Matters of the heart aside, divorce can be a financial nightmare. Women tend to tighten their financial seatbelt to keep themselves afloat, while men run to hide their bank statements and holdings deep in a desert or high up in the snow-capped mountains where you'd need the 'Revenant' to unearth the truth.
The financial battle that almost invariably ensues in divorce turns very ugly, both for men and women. After all, you have decided on a future together and your lifestyle is reflective of your joint financial status. So when there is a crack or a partition in the relationship, the lifestyle -- which includes everything from where the children go to school to where you buy your groceries or where you go for holidays -- takes a beating. In the case of women the beating is slightly more severe because usually she is not the primary breadwinner in the family and her finances, if she earns at all, are just a little extra income for the family.
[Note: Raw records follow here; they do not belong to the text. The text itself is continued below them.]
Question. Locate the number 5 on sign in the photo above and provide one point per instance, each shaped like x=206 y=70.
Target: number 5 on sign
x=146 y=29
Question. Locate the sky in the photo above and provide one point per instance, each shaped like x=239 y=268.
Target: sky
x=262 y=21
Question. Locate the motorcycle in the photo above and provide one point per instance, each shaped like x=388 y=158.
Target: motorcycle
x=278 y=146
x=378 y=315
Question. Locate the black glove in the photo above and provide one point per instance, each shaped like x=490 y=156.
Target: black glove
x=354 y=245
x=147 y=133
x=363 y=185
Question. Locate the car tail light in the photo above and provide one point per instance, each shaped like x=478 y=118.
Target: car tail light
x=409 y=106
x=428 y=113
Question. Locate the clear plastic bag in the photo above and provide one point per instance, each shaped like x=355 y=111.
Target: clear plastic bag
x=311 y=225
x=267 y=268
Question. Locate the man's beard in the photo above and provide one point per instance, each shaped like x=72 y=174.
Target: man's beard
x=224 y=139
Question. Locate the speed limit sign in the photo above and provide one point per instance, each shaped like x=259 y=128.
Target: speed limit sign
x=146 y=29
When there is a partition in the relationship, the lifestyle -which includes where the children go to school to where you buy your groceries- takes a beating.
If there are any career sacrifices to be made at the altar of marriage, it's usually the woman who does it, willingly or unwillingly. Worse still, if she has never worked, then the sudden burden of running a life without financial independence is a horrifying nightmare. I know that I would at times shake my head in disbelief that in this day and age women are not working and dismiss them as 'totally uncool and not with it', But then when I did scratch the surface I saw the hard, thankless work they were doing for 24 hours -- managing the house and children. The debate around setting a dollar amount to the work done by homemakers is one that refuses to die down.
The economic invisibility of women's income -- whether it is adding to the common pool, not getting a fair share if she gives up her career -- is what makes the splitting of finances in divorce a nightmare for them. This nightmare transcends all barriers of caste, age, culture and country.
But even the men don't exactly come away unscathed.
The economic invisibility of women's income is what makes the splitting of finances in divorce a nightmare for them.
The financial additions of running and providing for another house do take a toll on your balance sheet. Going by what I've observed, men end up spending about 30-40% more when they are maintaining two households. And in this case more money spent doesn't usually equal more happiness.
The laws regarding finances on divorce in India are a bit sketchy and aren't as clear cut as in the US, so the division of assets and finances is still murky territory.
The reality is that both parties suffer and, contrary to how some might lead you to believe, getting a settlement is not like winning a lottery.